En RDC, l’opposition est un terrain fertile pour les discours enflammés contre la mauvaise gouvernance, le népotisme, la corruption et la répression des libertés. On y retrouve des hommes politiques qui se posent en redresseurs de torts, dénoncent les abus du pouvoir en place et promettent de gouverner autrement. Pourtant, une fois les rênes du pouvoir entre leurs mains, ils semblent frappés d’amnésie. Les pratiques qu’ils fustigeaient deviennent les leurs : clientélisme, musellement des voix discordantes, accaparement des ressources publiques… Une véritable métamorphose qui jette le discrédit sur la classe politique.
Dans ce cycle de reniement et de trahison, une catégorie de la population paie un prix particulièrement élevé : les jeunes militants, inféodés et fanatisés par les leaders politiques. Ils sont les premiers à descendre dans la rue, à affronter la répression, parfois au péril de leur vie, dans l’espoir d’un changement réel. Leur engagement est sincère, leur combat, souvent héroïque. Mais quand vient le temps du partage du gâteau, ils sont les premiers à être oubliés.

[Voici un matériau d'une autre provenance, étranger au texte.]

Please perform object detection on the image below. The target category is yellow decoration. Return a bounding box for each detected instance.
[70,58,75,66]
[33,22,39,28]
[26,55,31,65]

Nombreux sont aujourd’hui jetés dans les oubliettes, abandonnés à leur triste sort par ceux qu’ils ont contribué à porter au sommet. Certains croupissent en prison, d’autres survivent dans la précarité, regardant avec amertume ceux qu’ils soutenaient hier s’installer confortablement dans les allées du pouvoir. Ce mépris pour le sacrifice des jeunes militants illustre une fois de plus l’opportunisme qui gangrène la classe politique congolaise.
Ce paradoxe s’explique en partie par la nature du système politique congolais, où l’accès au pouvoir s’accompagne de privilèges et d’une logique de prédation bien ancrée. Même les figures les plus engagées finissent par être happées par les réalités d’un État construit sur des bases patrimoniales. Le régime politique, plus fort que les hommes qui l’animent, a cette capacité redoutable d’absorber et de transformer ses adversaires en parfaits continuateurs des anciennes pratiques.
Face à ce cycle infernal, le peuple congolais oscille entre espoir et résignation. Chaque alternance suscite l’enthousiasme, avant que ne revienne le sentiment de trahison. Cette situation ne pourra perdurer éternellement. L’avenir du pays repose sur l’émergence d’une génération de dirigeants qui ne se contenteront pas de dénoncer le système, mais qui s’emploieront réellement à le réformer une fois au pouvoir. Car ce n’est qu’à cette condition que la RDC pourra briser cette malédiction politique et amorcer un véritable changement.
L’histoire jugera sans complaisance ceux qui, hier, promettaient la rupture et qui, aujourd’hui, s’accommodent des travers qu’ils condamnaient. Mais elle retiendra aussi ceux qui auront osé inverser la tendance et redonner leur place aux jeunes qui ont sacrifié leur avenir pour le rêve d’un Congo meilleur.